ひらめき集中塾とは
人はみな固有の個性が備わっていて、それぞれ役割と可能性を秘めた存在だと思います。『ひらめき集中塾』が最終的にめざすものは、物質的な目に見える形での改善の成果はもちろんですが、それ以上に「発達障害児の内面の光(=個性の光)」を輝かせるという目的があります。それは非物質的なエネルギーで、世の中に感化を及ぼせるほどのパワーを秘めています。それを科学的に根拠のないオカルトという向きもあるかもしれません。
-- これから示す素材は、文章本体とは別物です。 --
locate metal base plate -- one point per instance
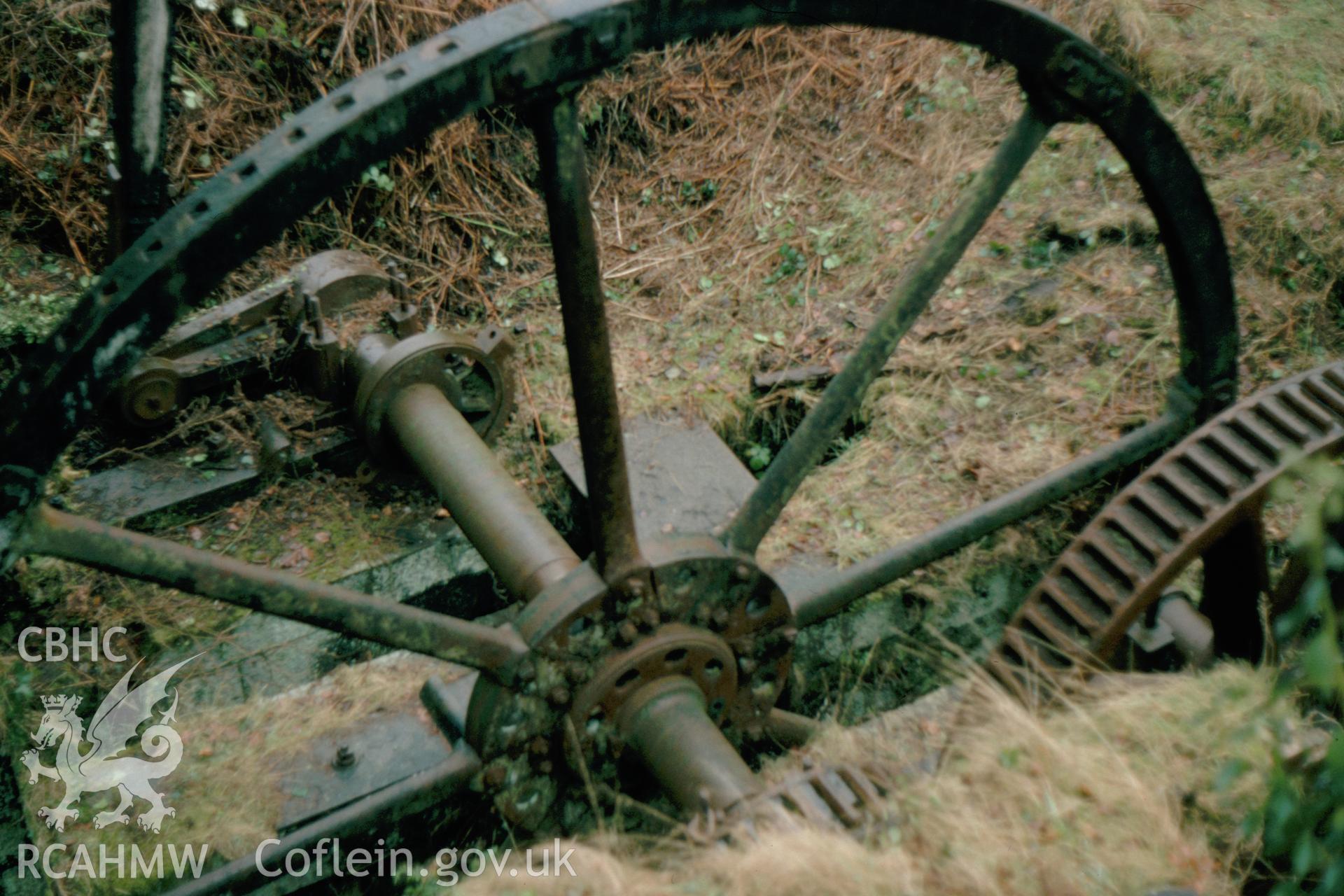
(683, 479)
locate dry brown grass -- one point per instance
(1117, 793)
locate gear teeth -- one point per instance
(1123, 562)
(1324, 397)
(1296, 400)
(1273, 414)
(1225, 444)
(1270, 445)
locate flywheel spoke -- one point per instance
(841, 398)
(55, 533)
(588, 342)
(836, 592)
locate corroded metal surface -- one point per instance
(1077, 617)
(634, 606)
(283, 594)
(254, 333)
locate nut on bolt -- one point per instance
(344, 758)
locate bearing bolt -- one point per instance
(344, 758)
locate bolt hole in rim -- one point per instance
(542, 45)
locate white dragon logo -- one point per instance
(112, 726)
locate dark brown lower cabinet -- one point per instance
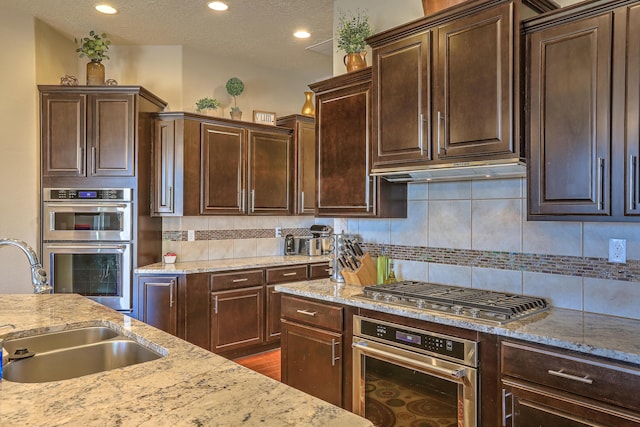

余談ですが、ここで原始反射を崩し弱める発達トレーニング法「aZメソッド」という名称の由来をご説明させていただきます。aZは、まず「洗い堰」という琵琶湖から京阪神に流れる唯一の堰所(関門・ゲートで正式には南郷洗い堰といいます)の傍で「ひらめき集中塾」を始めさせていただいたことが名前の中に込められています。もう一つは、a〜Zまでのすべてを包み込んだメソッドでありたいと願ったからです。そして、三つ目が「洗い堰」の役割がまさに「流れを一旦堰き止め」違う流れを作り出すゲートなのです。
これは、発達障がい児のトレーニングのポイントとなる原始反射を崩す、(=すなわちパターンを崩し)人間脳優位へと組み替えていくことを目指す「ひらめき集中塾」の姿とまったく同じだと思ったからです。名称にはこの3つの意味を込めています。
そして、はからずも郷土の偉大な先人糸賀一雄さん(“障害福祉の父”と呼ばれる方)は、この南郷洗い堰を見下ろせる丘に近江学園を創り、そこを活動の拠点として出発されました。私がこの地で「ひらめき集中塾」がスタートしたのも何か大きな意味があったのだといつも感じております。糸賀さんは今から70年も前に、発達障がい児教育をスタートされ彼らの“光”エネルギーを喝破しました。それは、強いもの・知能が高いものが優位を占める大人の作り上げた社会システムが未だ戦争と貧困から人々を解放できない現実を、木っ端微塵に粉砕するほどの可能性を有していることを発見したのです。
社会的弱者へのいたわりや慈しみのこころあふれる社会を障がい児のために作りたいという思いはもちろんあったと思いますが、糸賀の場合は、けっしてそれが上からの目線ではなく障がい児の内面の光が及ぼす感化力に触れ、それこそが社会を根底から変えてしまうほど途方もないエネルギーを持っていることに気づいた点が特筆されます。
そして糸賀さんは「発達保障」という発達障がい者の知能面の成長・豊かさ・成熟へとどこまでも伸ばしていく努力を惜しまれませんでした。
“光”というと癒しエネルギーとは平安、愛、共感などの真情の豊かさを育む部分ばかり強調されますが、IQという知能面(タテの発達曲線)は、真情という(ヨコの豊かさ・広がり)と比例して、伸びていくことを発見されたからです。
もちろん、天才になるとまでは言ってませんが、こころの豊かさと広がりを育んでいくことで、伸びる余力は十分持っているという信念に揺らぎはなかったといいます。また、この教える側の努力、発達・成長への取り組みを放棄することは発達障がい児にとってはもったいないことです。「ひらめき集中塾」では、ヨコの広がりがやがてタテのIQの発達につながるように、様々な視点から発達障がい児に効果的なアプローチを試みております。
後の章でも書いたのですが、それは意外にもそんなに難しい取り組みではありません。「すでにすべて持っている」という構造から類推して、持っているものを発揮できない状態にあるので、その邪魔をしている余計なものを取り除くというアプローチです。
また、一方で健常者においても発達障がい児から感化されている親が増えています。お子さんを通じて殻を打ち破る人たちがたくさん増えてくれば、同じように障がい児に対する世の中の意識のシフトチェンジ(質的変換)を呼び覚ます変化が起こってくるでしょう。そこにおいて、本当の意味での福祉、糸賀さんがが目指した障がい福祉が実現するのだと思います。
発達障がい児を育てる親の目標は、そのためのプロセスであり、とても重要な使命をになった存在であると思います。「この子らを世の光に」それが実現する世界はきっと平和で安心な人類世界地平が広がっているに違いないからです。
○原始反射を崩す方法は、発達トレーニングの基本であり、効果があるといわれる様々なメソッドや刺激トレーニングもそこがポイントになっています。
それらは、自宅でも親がトレーナーのような感覚で実行すれば誰でも容易にできることです。この本では、基本構造を知ることでヒントになるお話しが満載です。じっくり何度も読み返しご自宅でのトレーニングに活用してください。